5) Situação política atual e perspectivas da luta. Atualmente, os conflitos internos entre as diversas facções das classes dominantes reacionárias se acirram rapidamente e estão à beira de explodir em um conflito entre senhores da guerra. O Comitê Central emitiu duas circulares políticas(8) detalhando a conjuntura atual e as táticas correspondentes, cujas cópias seguem anexas. Assim, não nos deteremos nesse ponto aqui. Embora o cenário político ofereça uma oportunidade promissora para a expansão das operações, ainda há grande dificuldade para se alcançar um crescimento considerável, dada a fragilidade de suas forças no momento e a pouca solidez das organizações partidárias e de massa nas regiões ocidentais de Hunan e Hubei. Em sua carta, os senhores mencionam o plano de estender a ação do Exército Vermelho até o curso inferior do rio, tendo como possíveis destinos Changde, no oeste de Hunan, ou Yichang, no oeste de Hubei. Tal plano é demasiado ambicioso e impraticável. Neste momento, a prioridade não deve ser a captura das grandes cidades, mas sim a mobilização das massas camponesas para aprofundar a revolução agrária. A tarefa principal, por ora, ainda consiste em ampliar as áreas de guerrilha e engajar parcelas cada vez maiores da população. Não se deve tentar o que está além de suas forças (é especialmente importante ter em mente a força das massas, e não apenas o poderio militar) ao buscar tomar cidades industriais e comerciais estratégicas.

6) Áreas de expansão. Como não temos plena clareza sobre as condições concretas nas regiões ocidentais de Hunan e Hubei, não podemos indicar com precisão em quais áreas os senhores devem conduzir suas operações. Em termos gerais, os locais mais favoráveis ao desenvolvimento da guerra de guerrilha são aqueles onde as contradições e as lutas de classe no campo se manifestam com maior intensidade, onde o Partido e as organizações de massa tenham uma base sólida, onde os suprimentos são abundantes e o terreno é acidentado. No entanto, como é raro que um único local reúna todos essas condições, é essencial que analisem cada caso à luz das circunstâncias concretas e selecionem as áreas que apresentem o maior número possível de fatores favoráveis.
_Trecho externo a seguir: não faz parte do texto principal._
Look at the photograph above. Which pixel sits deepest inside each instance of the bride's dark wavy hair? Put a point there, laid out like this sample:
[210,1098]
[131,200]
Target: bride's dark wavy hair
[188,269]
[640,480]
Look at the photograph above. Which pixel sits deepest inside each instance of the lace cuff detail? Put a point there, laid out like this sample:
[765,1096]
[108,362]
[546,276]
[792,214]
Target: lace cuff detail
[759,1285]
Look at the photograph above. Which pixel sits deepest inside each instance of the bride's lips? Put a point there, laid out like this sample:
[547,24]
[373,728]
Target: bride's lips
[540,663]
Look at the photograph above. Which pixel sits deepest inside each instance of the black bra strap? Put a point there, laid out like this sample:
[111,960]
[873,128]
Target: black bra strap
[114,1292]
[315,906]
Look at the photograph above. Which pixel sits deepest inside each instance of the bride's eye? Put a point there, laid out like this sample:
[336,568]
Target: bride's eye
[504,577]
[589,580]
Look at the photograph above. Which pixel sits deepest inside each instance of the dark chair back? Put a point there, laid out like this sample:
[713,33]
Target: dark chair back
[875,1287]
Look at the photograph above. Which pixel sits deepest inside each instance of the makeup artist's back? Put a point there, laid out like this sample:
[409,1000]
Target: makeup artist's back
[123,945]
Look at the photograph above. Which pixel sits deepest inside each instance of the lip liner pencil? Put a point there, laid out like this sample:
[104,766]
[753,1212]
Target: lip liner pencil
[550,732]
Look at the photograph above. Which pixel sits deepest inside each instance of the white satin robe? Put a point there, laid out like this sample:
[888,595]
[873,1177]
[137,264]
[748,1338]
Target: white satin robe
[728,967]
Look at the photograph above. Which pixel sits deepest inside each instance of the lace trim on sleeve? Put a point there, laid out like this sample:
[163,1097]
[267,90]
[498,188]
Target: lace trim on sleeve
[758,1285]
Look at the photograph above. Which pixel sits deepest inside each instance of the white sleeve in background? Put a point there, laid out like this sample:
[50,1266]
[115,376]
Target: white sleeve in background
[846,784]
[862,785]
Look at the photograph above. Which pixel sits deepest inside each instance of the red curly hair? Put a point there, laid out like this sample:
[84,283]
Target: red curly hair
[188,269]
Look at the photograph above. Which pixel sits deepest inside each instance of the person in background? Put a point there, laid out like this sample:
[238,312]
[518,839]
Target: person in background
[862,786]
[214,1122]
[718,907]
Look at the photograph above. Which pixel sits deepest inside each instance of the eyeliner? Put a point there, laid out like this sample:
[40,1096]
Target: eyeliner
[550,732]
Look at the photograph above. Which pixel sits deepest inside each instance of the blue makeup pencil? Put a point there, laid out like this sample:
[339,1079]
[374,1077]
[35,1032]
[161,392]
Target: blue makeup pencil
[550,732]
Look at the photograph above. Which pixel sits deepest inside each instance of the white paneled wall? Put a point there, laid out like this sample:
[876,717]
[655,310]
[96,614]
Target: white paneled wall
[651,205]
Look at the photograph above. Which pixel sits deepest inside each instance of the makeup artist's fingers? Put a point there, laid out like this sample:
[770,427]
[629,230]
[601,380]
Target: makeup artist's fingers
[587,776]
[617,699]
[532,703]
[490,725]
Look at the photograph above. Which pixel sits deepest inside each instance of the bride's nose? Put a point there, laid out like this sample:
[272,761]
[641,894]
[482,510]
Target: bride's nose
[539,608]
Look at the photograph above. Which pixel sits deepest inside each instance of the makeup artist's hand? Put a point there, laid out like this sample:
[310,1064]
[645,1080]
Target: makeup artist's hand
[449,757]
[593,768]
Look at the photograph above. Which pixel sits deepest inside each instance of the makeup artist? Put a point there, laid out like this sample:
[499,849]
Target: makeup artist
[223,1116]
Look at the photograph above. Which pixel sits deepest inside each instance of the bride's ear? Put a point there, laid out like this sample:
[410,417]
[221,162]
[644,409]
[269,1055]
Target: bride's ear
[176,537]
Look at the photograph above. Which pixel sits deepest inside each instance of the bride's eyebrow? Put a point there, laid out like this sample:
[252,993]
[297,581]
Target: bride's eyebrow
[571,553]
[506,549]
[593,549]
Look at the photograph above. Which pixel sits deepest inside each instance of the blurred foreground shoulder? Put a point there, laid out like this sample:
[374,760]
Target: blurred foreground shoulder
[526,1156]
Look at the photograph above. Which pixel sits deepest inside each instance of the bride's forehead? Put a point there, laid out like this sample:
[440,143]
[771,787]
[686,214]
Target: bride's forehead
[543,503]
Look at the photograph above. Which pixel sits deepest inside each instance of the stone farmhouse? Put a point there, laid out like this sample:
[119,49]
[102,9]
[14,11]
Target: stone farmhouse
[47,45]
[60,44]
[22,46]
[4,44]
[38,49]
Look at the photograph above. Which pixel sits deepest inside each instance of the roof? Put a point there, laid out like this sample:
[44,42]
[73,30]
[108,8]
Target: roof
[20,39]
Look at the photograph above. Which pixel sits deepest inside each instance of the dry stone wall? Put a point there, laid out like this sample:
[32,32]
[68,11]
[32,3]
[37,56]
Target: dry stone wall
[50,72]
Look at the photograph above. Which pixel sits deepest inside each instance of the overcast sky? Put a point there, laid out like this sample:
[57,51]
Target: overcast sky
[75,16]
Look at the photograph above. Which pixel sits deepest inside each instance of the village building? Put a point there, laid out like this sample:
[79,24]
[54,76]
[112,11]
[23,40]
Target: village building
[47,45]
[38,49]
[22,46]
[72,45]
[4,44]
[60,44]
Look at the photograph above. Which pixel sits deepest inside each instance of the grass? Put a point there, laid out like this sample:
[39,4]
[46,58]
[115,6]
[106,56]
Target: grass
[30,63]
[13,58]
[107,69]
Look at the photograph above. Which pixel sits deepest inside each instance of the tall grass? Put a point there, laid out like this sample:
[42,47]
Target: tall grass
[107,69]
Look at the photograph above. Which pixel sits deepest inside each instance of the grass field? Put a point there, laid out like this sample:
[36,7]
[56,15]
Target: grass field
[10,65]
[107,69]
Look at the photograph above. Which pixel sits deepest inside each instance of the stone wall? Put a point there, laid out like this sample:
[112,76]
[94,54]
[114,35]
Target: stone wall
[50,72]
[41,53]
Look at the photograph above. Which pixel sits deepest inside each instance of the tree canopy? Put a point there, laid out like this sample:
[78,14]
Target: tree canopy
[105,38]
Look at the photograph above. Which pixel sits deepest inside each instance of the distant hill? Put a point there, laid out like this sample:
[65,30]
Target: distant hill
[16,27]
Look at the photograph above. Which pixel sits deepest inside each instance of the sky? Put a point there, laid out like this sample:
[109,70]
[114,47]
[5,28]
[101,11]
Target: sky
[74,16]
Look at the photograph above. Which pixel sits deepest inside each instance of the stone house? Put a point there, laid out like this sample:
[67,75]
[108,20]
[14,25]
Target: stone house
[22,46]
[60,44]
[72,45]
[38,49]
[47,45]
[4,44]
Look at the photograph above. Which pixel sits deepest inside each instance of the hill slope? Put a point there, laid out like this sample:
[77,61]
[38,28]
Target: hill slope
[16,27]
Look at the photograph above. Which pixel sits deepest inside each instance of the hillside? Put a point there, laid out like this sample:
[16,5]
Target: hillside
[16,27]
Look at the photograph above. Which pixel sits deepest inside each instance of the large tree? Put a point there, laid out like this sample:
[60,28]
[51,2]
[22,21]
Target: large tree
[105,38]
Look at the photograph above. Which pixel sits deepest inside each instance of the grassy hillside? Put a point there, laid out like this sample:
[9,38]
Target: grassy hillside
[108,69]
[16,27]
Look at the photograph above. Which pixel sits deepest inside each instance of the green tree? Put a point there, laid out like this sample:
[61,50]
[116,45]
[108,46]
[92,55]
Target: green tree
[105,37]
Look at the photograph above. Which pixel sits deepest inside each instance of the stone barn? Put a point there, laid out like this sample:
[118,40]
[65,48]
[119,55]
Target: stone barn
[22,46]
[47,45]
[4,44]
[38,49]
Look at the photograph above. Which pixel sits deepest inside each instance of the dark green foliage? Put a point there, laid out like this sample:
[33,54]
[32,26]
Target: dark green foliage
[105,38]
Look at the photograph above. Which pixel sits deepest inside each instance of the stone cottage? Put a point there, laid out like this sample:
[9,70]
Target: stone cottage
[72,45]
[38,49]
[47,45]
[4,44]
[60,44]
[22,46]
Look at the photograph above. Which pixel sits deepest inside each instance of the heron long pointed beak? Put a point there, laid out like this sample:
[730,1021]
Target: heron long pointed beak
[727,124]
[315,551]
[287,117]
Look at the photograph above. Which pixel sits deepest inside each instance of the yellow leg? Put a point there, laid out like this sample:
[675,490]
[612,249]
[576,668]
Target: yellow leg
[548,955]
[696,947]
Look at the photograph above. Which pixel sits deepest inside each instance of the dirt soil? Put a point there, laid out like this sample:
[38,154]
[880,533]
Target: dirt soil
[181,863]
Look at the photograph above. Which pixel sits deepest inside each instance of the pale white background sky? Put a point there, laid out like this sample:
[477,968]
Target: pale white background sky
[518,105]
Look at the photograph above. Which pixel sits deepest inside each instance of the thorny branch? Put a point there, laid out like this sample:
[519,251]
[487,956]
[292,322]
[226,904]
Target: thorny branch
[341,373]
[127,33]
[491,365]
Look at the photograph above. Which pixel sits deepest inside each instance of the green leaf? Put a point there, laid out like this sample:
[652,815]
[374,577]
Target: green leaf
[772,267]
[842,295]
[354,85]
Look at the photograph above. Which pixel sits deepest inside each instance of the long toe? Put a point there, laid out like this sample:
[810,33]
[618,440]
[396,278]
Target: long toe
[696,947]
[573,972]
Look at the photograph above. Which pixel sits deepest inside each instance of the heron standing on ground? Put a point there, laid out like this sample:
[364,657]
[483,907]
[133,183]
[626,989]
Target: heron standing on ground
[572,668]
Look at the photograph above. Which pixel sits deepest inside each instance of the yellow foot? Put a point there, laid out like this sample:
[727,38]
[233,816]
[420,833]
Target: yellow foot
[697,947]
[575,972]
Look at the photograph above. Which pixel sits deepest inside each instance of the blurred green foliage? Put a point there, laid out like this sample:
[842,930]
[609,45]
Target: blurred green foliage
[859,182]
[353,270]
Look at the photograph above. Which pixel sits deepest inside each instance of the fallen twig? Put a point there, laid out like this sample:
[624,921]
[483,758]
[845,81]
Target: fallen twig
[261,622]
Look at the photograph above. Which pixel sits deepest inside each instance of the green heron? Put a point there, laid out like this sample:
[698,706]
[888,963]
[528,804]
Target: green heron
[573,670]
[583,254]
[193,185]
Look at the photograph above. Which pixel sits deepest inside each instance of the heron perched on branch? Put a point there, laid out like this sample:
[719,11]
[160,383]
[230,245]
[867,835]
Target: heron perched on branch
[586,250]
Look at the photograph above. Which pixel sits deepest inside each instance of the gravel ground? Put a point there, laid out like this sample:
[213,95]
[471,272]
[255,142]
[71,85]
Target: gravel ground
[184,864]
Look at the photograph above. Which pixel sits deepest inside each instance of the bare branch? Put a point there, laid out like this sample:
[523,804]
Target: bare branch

7) Envio de pessoal militar. Considerando que os senhores dispõem de poucos quadros militares qualificados, há tempos planejamos enviar-lhes um contingente significativo de camaradas experientes no trabalho militar. Entretanto, devido às dificuldades de deslocamento e à constante mobilidade de suas forças, ainda não conseguimos concretizar esse envio. Naturalmente, assim que as circunstâncias permitirem, procederemos sem demora.